1. TotallyMedicinal on April 4, 2007 2:17 AM writes...
Medarex have an antibody (ipilimumab) in Phase 3 (with BMS) targeting melanoma. It is based on antibody inactivation of an immune-response suppressing antigen (CTLA-4), which has thus far shown encouraging results. As you say, there is the potential for the immune system to go into overkill mode, but thus far the side-effect profile noted for ipilimumab has not been too appalling (and those patients who have the severest side effects also respond best to the therapy). Obviously there is the potential for things to go TeGenero wrong.
GVAX is undergoing a combo trial with ipilimumab, and I reckon that these combinations of vaccines (whether autologous or not) and antibodies have a lot of promise.
PFE also have an anti-CTLA4 antibody in Phase 3 (ticilimumab), but I know less about that one (not a PFE shareholder)
BMS have other programs in the immunotherapy based oncology area on CD147 (if I remember correctly), and Medarex on PD-1 (although these are much earlier stage). A Medarex spin-out Celldex in another immunotherapy based company (their clinical focus is currently on glioblastoma).
A very exciting field!
Note: I am a Medarex shareholder
Permalink to Comment2. Brian at babybiotechs.com on April 4, 2007 12:44 PM writes...
I'm not an immunologist either, but I do know that cancer cells are highly mutable. Mutations in the protein(s) expressed as an antigen by the cancer cell to the immune cells will render these therapies ineffective.

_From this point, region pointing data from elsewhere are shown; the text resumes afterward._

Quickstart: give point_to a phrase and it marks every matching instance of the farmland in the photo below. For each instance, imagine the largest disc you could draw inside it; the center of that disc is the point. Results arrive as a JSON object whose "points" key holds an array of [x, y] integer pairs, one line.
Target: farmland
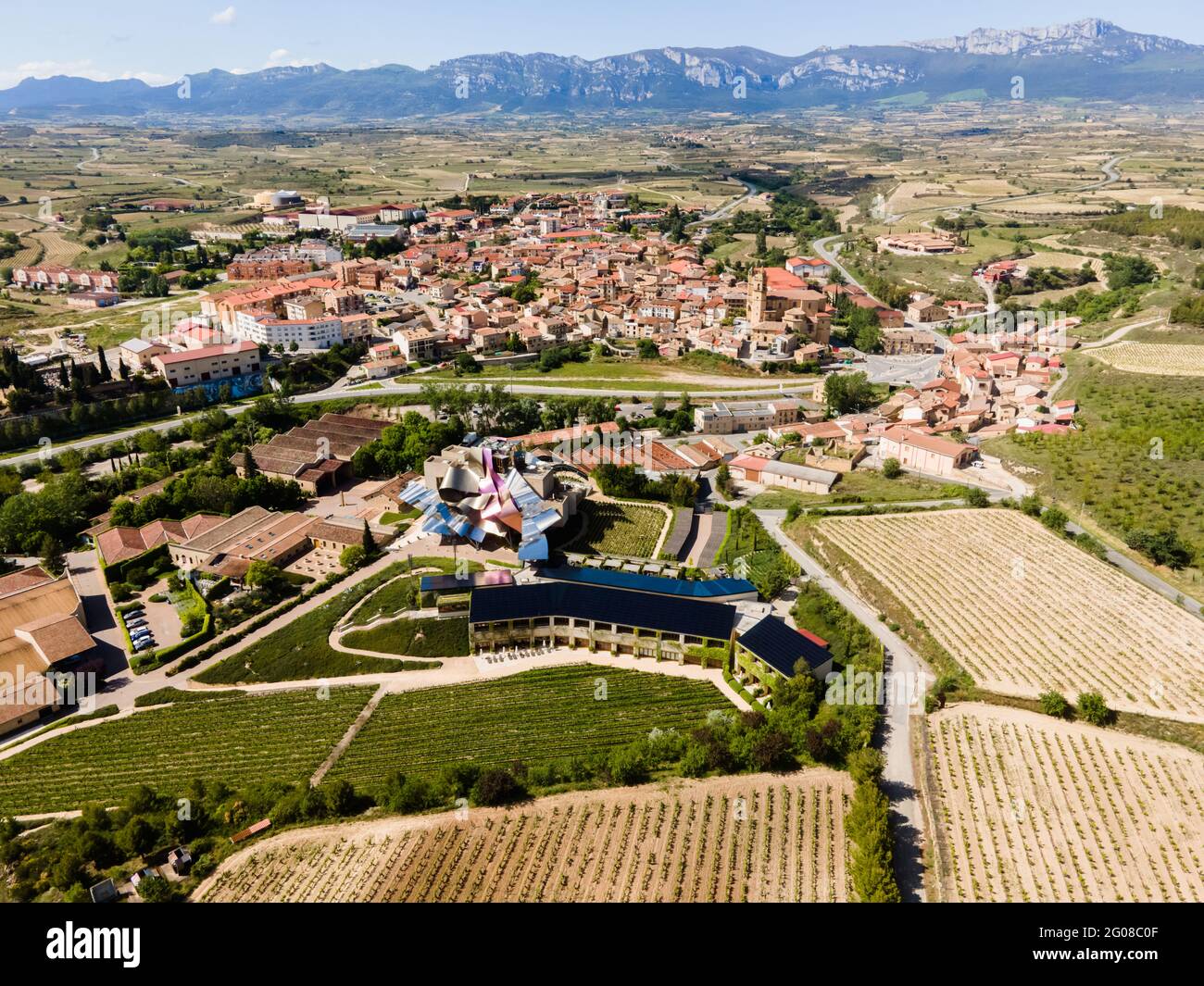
{"points": [[233, 740], [759, 838], [414, 638], [1032, 808], [534, 717], [1136, 464], [1023, 610], [1160, 359], [621, 529], [301, 648]]}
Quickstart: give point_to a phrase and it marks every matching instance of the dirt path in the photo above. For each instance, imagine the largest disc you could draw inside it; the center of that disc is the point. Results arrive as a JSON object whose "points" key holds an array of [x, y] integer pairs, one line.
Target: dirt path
{"points": [[759, 837], [352, 730]]}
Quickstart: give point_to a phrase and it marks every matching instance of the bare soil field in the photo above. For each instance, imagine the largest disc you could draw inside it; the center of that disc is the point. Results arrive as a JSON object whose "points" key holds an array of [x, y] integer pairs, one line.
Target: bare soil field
{"points": [[1160, 359], [1034, 808], [770, 838], [1024, 610]]}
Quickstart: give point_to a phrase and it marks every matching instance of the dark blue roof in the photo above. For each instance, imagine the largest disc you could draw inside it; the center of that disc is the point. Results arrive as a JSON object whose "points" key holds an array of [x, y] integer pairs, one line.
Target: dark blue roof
{"points": [[697, 589], [473, 580], [613, 605], [781, 645]]}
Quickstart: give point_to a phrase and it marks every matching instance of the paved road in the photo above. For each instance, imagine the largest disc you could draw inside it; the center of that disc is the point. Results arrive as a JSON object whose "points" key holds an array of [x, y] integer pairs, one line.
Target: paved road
{"points": [[898, 777], [723, 211]]}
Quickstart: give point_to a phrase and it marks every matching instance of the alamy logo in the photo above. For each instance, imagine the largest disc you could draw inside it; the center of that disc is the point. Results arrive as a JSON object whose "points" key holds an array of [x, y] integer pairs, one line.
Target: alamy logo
{"points": [[72, 942]]}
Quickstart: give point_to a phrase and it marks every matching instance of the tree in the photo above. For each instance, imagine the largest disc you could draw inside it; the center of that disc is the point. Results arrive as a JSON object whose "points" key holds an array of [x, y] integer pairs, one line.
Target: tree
{"points": [[975, 496], [847, 393], [1031, 505], [1056, 519], [497, 786], [352, 557], [52, 555], [155, 890], [1054, 704], [866, 765], [1094, 709], [107, 372], [139, 837]]}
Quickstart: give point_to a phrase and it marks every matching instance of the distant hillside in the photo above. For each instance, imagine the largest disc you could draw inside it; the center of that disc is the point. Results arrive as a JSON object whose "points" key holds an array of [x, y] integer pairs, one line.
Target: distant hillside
{"points": [[1087, 59]]}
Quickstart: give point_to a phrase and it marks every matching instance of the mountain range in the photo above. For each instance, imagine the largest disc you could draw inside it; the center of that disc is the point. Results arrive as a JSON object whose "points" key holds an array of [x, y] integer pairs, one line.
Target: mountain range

They're not going to cure cancer, but as you say, prolonging life is better than nothing.
Permalink to Comment3. Cockroach on April 4, 2007 2:12 PM writes...
"prolonging life is better than nothing"
You really believe that line. Most of my friends who have struggled with cancer gained only weeks or months of bedridden torment... amplified by side-effects and a knawing disease that renders one a lifeless existence... hardly, better than nothing...
But we have to keep hopes alive, right?
Permalink to Comment4. Smoki on April 5, 2007 7:40 AM writes...
"Mutations in the protein(s) expressed as an antigen by the cancer cell to the immune cells will render these therapies ineffective."
Certainly, but high mutation rate represents an obstacle for all cancer treatment strategies. Combining different therapy methods will therefore probably (still) be the best approach for treating cancer patients.
But the mutations of cancer cell antigens might be the key feature that will enable immunotherapy in the first place. A big problem with attacking cancer cells lies in the fact that they are our own cells gone bad - so they basically present the same antigens as many other normal cells in the body. Devising therapy for cancers of essential organs will therefore be very hard - you wouldn't want your immune system to start attacking the normal cells in your lungs, for example. One option would perhaps be to target the mutated antigens, that are different from those presented on normal cells. But this would probably require individual-based approach, and I think we're still a long way from that.
This is all pretty much theoretical, I don't know if it makes sense from the pharma point-of-view.